The price for the additional guarantees likely varies according to the 
workload; for hopefully most situations, zfs gains enough performance
that there is no price.  But providing better performance for _all_ situations
with such a very different implementation must be difficult indeed; or to
put it the other way around, I'm reasonably sure that providing poorer
performance under any particular condition was _not_ intentional!  Still,
I'd hope that if enough info can be provided to replicate pathological
cases, something would be done to improve the performance for them.

Making it more interesting is how mkfile writes.  The S8 FCS source looks
like it wrote 8K chunks always.  The current source looks like it tries to
write st_blksize chunks, which is at least more adaptive; one could argue,
correctly so.

I notice you didn't mention the recordsize for the zfs filesystem in question;
that may have some bearing (a small recordsize could be an issue, at least
if you've set it below the 128K default).

As a practical matter, last I read, swapping to a file on a zfs filesystem
isn't supported anyway, so the most common use of files created with
mkfile wouldn't apply to zfs.  Unless its behavior is representative of
other programs (look at the mkfile source and decide for yourself...),
I don't know how much light is shed by mkfile as a test case (except of
course that under some circumstances, zfs doesn't outperform ufs).

One think I'm not crazy about with mkfile, BTW, is that it always writes
that last buffer first, not just when creating a sparse file (-n option), but
always.  Personally, I think it ought not do that when writing non-sparsely,
if only because that seems to me to subvert whatever effort the filesystem
might make at keeping the file contiguous.

While it doesn't address the issue of zfs performance under your particular
conditions and with the present implementation of mkfile, I suspect mkfile
could be rewritten to perform better.  In particular, the use of
ftruncate() and (on a 64-bit system) one giant mmap(), with a zero assigned
to the first byte of each page (and perhaps with the largest supported pages
being used), might well be faster than what it does now.

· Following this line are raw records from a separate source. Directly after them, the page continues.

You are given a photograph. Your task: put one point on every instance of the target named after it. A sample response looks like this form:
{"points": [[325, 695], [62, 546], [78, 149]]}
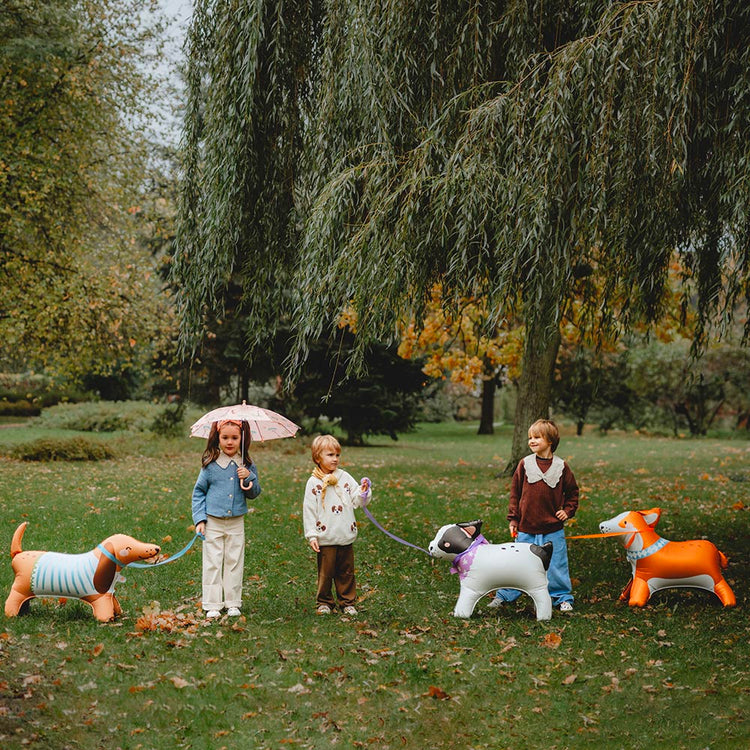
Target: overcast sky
{"points": [[177, 13]]}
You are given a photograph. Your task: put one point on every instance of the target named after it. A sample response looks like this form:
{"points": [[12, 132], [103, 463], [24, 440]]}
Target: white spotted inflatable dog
{"points": [[483, 567]]}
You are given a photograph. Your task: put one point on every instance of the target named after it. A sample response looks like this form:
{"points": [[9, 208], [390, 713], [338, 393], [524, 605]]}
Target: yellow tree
{"points": [[455, 344], [80, 291]]}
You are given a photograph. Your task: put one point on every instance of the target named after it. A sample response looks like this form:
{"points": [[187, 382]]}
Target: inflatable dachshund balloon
{"points": [[90, 576], [659, 564]]}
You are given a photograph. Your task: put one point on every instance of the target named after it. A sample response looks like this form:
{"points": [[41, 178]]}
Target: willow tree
{"points": [[527, 153]]}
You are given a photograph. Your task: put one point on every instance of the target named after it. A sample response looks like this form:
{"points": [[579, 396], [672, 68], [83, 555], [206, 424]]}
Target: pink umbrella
{"points": [[264, 423]]}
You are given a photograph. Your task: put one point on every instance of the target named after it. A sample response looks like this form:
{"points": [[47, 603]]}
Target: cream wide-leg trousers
{"points": [[223, 562]]}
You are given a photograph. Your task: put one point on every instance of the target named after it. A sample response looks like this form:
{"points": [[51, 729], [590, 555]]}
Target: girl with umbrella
{"points": [[228, 478]]}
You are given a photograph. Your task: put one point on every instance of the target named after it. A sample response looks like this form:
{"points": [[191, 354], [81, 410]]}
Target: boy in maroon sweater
{"points": [[543, 495]]}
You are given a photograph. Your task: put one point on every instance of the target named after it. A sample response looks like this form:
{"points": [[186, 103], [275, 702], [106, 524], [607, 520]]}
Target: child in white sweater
{"points": [[331, 495]]}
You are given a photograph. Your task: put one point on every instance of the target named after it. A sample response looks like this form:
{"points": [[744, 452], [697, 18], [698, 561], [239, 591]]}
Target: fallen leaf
{"points": [[551, 640], [437, 694]]}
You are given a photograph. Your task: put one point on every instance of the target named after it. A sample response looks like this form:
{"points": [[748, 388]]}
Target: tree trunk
{"points": [[534, 392], [486, 422]]}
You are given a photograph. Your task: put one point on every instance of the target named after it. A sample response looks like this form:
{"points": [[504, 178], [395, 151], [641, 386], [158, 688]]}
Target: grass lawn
{"points": [[404, 672]]}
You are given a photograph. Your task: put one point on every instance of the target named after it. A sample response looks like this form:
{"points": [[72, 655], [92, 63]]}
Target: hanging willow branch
{"points": [[354, 153]]}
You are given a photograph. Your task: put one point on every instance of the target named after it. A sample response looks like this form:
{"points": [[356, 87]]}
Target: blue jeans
{"points": [[558, 576]]}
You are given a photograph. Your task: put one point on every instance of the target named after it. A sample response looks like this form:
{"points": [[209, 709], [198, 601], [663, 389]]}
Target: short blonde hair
{"points": [[548, 430], [320, 444]]}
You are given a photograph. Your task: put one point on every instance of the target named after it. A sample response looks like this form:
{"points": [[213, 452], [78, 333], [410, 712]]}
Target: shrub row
{"points": [[62, 449]]}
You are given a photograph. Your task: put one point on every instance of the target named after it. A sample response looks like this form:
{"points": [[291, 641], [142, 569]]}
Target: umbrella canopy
{"points": [[264, 423]]}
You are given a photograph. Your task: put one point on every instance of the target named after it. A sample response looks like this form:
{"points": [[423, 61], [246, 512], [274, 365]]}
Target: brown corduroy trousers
{"points": [[336, 566]]}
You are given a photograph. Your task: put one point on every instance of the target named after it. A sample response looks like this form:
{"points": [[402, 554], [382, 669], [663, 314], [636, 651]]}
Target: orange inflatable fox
{"points": [[658, 563]]}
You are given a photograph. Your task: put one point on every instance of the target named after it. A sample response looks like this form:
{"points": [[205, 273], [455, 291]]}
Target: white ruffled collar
{"points": [[223, 460], [551, 477]]}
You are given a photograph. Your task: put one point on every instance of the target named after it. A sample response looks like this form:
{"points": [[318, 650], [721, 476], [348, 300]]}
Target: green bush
{"points": [[62, 449], [20, 408], [100, 416], [170, 421]]}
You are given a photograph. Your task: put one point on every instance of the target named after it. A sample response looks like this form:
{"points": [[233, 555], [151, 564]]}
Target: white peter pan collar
{"points": [[551, 477], [223, 460]]}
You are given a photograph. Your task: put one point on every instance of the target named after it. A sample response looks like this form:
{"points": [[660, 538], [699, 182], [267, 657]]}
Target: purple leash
{"points": [[365, 495], [393, 536]]}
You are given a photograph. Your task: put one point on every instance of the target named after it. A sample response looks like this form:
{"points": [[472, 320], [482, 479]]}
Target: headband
{"points": [[223, 422]]}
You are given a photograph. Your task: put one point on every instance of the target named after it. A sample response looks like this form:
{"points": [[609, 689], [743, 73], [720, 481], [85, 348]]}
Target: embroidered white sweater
{"points": [[329, 516]]}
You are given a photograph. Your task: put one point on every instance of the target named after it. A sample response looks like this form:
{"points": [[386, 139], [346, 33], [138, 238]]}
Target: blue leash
{"points": [[111, 557]]}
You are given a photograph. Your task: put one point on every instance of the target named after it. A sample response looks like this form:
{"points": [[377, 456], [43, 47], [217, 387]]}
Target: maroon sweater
{"points": [[533, 505]]}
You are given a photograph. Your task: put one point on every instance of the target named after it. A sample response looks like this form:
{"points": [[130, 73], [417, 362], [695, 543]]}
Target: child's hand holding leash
{"points": [[243, 473], [364, 491]]}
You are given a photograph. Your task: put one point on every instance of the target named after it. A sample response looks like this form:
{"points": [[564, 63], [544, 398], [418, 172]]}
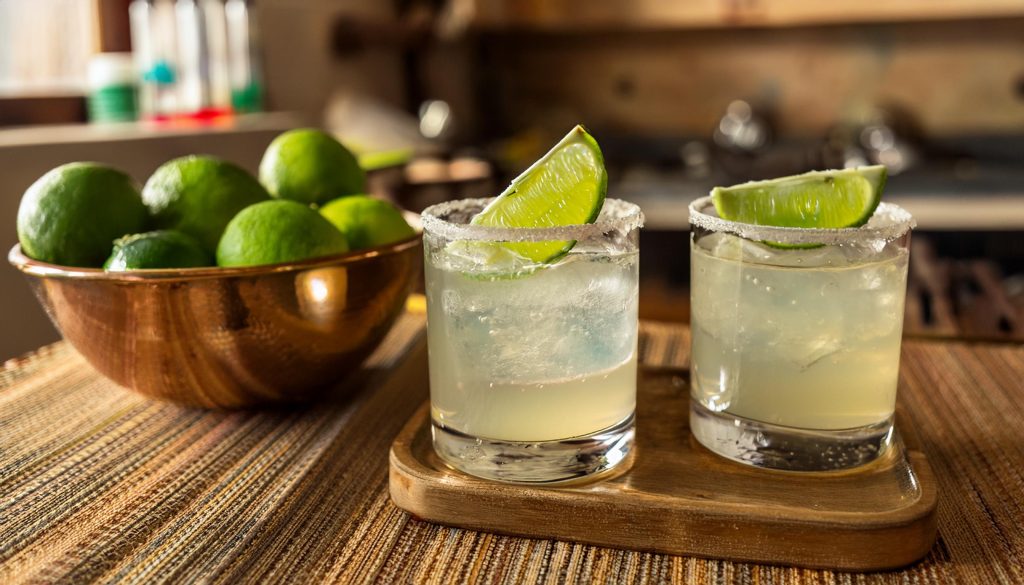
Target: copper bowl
{"points": [[229, 337]]}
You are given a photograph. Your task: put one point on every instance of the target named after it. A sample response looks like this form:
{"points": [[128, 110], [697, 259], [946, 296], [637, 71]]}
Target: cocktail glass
{"points": [[796, 338], [532, 366]]}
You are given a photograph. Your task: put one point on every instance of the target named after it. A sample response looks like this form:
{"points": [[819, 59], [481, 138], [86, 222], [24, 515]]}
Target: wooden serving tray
{"points": [[679, 498]]}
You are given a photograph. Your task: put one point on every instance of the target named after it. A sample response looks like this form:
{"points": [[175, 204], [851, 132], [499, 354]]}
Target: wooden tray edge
{"points": [[424, 493]]}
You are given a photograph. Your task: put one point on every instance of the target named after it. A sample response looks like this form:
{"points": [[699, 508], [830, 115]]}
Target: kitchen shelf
{"points": [[644, 14]]}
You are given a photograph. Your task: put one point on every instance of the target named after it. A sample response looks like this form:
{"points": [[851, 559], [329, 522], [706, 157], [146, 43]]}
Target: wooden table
{"points": [[99, 485]]}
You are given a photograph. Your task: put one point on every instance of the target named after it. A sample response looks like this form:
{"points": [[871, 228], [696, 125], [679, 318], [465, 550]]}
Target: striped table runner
{"points": [[99, 485]]}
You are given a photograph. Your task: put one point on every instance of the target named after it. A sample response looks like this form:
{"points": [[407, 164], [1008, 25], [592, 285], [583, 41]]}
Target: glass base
{"points": [[775, 447], [545, 462]]}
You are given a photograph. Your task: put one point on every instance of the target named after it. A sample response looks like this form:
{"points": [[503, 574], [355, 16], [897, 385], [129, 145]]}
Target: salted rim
{"points": [[888, 222], [616, 215]]}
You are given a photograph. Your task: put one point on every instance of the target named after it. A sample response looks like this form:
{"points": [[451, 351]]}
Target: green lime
{"points": [[310, 166], [72, 214], [819, 199], [162, 249], [275, 232], [199, 196], [565, 186], [367, 221]]}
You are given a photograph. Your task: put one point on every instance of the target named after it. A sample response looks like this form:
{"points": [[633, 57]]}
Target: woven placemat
{"points": [[99, 485]]}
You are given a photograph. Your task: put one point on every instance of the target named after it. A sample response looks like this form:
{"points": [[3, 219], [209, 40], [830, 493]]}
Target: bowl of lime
{"points": [[212, 288]]}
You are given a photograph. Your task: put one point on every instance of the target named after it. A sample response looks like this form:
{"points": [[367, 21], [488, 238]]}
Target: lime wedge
{"points": [[565, 186], [819, 199]]}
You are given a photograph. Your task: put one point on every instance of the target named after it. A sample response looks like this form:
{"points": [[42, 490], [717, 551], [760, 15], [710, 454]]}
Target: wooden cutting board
{"points": [[679, 498]]}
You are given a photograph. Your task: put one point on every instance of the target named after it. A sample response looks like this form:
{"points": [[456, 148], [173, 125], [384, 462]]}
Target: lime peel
{"points": [[565, 186], [828, 199]]}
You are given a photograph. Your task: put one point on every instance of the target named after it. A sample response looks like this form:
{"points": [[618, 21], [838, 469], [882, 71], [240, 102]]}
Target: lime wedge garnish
{"points": [[565, 186], [819, 199]]}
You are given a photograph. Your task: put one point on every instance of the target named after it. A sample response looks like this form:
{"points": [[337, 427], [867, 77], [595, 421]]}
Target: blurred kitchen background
{"points": [[451, 98]]}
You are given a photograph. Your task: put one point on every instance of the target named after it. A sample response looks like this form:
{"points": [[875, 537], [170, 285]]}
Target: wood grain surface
{"points": [[100, 485]]}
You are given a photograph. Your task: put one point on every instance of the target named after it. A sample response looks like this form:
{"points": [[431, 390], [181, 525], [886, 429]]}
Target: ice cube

Or perhaps behaving in whatever sort of way would have improved the
ufs+directio case might also be better in other cases too.  At any rate, I
suspect that its present implementation is  simple rather than particularly 
fast.
Since people persist in using it as a simplistic test case (although mkfile
has indeed changed a bit over the years), perhaps there would be
some (misleading, to be sure) perception benefit to speeding mkfile up a bit.